I am create a simple Java Project in my VS Code, and here is the project structure.
I want to refer the wordcount.txt
in my code, but it fail to find the file.
Here is my test code:
public class BatchJob {
public static void main(String[] args) throws Exception {
// set up the batch execution environment
final ExecutionEnvironment env = ExecutionEnvironment.getExecutionEnvironment();
//URL url = BatchJob.class.getClassLoader().getResource("resources/wordcount.txt");
DataSource<String> dataset = env.readTextFile("wordcount.txt");
DataSet<Tuple2<String, Integer>> result = dataset.flatMap(new Tokenizer())
.filter(new FilterFunction<Tuple2<String, Integer>>(){
@Override
public boolean filter(Tuple2<String, Integer> arg0){
return arg0.f1 >0;
}
})
.groupBy(0)
.sum(1);
result.print();
}
public static class Tokenizer implements FlatMapFunction<String, Tuple2<String, Integer>>{
@Override
public void flatMap(String value, Collector<Tuple2<String, Integer>> out) throws Exception {
String[] tokens = value.toLowerCase().split(",");
for (String token : tokens) {
if ( !token.isEmpty() && token.length() > 0) {
out.collect(new Tuple2<String, Integer>(token, 1));
}
}
}
}
}
Application resources will become embedded resources by the time of deployment, so it is wise to start accessing them as if they were, right now.

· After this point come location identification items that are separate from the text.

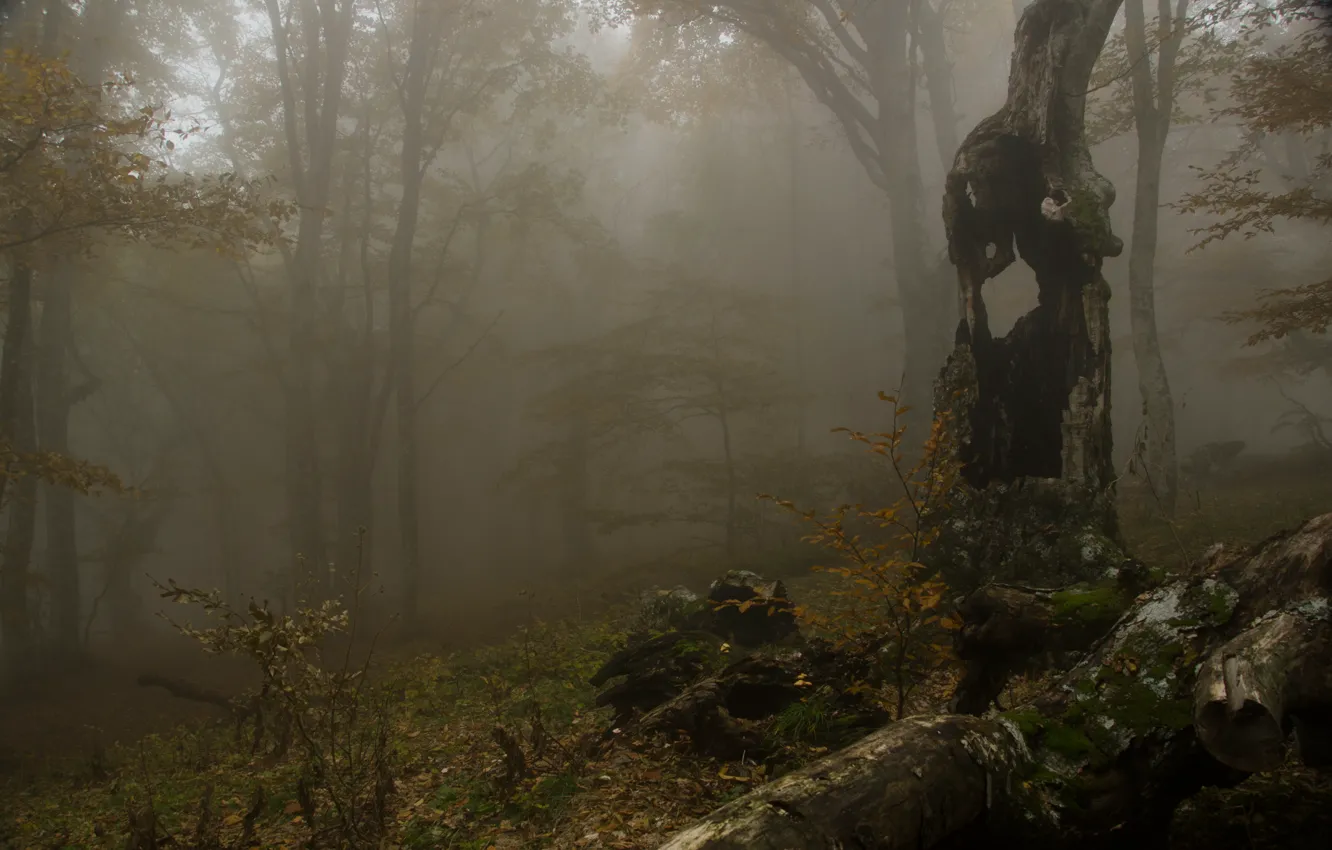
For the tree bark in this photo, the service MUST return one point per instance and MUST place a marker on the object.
(53, 403)
(1032, 408)
(16, 429)
(1154, 101)
(327, 27)
(883, 139)
(401, 327)
(1110, 750)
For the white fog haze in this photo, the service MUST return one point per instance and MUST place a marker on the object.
(490, 312)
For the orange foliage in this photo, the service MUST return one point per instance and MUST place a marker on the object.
(893, 601)
(1283, 91)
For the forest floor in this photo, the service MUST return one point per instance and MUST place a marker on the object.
(446, 761)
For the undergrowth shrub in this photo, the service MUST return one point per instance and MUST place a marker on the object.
(891, 602)
(327, 717)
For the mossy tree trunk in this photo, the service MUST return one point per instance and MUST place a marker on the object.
(1034, 405)
(1196, 684)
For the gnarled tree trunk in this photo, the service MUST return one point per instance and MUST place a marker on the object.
(1034, 407)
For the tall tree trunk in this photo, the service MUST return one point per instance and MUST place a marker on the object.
(327, 28)
(16, 430)
(401, 327)
(938, 75)
(1032, 408)
(581, 556)
(53, 396)
(794, 279)
(925, 308)
(53, 403)
(1151, 117)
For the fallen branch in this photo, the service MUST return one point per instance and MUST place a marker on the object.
(1238, 650)
(195, 693)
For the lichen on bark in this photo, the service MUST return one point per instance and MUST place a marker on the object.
(1034, 404)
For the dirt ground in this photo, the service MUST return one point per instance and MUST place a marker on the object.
(64, 720)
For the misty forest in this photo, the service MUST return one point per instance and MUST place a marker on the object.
(657, 424)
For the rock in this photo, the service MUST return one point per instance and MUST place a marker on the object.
(656, 670)
(677, 608)
(1190, 688)
(750, 610)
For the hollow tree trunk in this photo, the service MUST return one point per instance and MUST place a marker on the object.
(1032, 408)
(1194, 686)
(1154, 101)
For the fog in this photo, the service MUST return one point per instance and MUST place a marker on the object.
(648, 276)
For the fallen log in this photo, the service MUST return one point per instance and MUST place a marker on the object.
(191, 692)
(1198, 684)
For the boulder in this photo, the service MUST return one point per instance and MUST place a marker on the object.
(750, 610)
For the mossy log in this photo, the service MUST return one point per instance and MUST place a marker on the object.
(1011, 628)
(1196, 684)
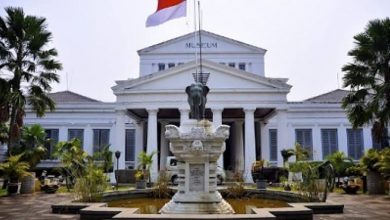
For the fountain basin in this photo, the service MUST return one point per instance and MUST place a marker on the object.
(297, 207)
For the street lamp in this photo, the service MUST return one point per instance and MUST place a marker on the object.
(117, 155)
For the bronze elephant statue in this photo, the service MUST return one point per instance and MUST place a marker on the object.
(197, 93)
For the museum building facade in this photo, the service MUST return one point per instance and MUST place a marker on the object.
(262, 121)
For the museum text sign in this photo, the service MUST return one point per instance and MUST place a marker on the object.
(203, 45)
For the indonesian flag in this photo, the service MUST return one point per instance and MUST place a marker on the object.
(167, 10)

An embedded-resource must be accessed by URL rather than file. See the info. page for embedded resource for how to form the URL.
Thanks for your work, work with
getResource
. Here is the working codeURL url = BatchJob.class.getClassLoader().getResource("wordcount.txt"); DataSource<String> dataset = env.readTextFile( URLDecoder.decode(url.getFile(),"UTF-8") );
Unfortunately, this fix goes wrong at url.getFile()
.
Harking back to the bold part of the original advice.. ".. must be accessed by URL rather than file": This is not a suggestion or merely a good programming practice, it is a requirement. The thing is, once the app. is built, the resource will be inside a Jar and will not be a File
any longer. It will not be accessible as a File
. So while it might work when running it from the IDE (when the URL points to something that is a file), it will fail for the built Jar.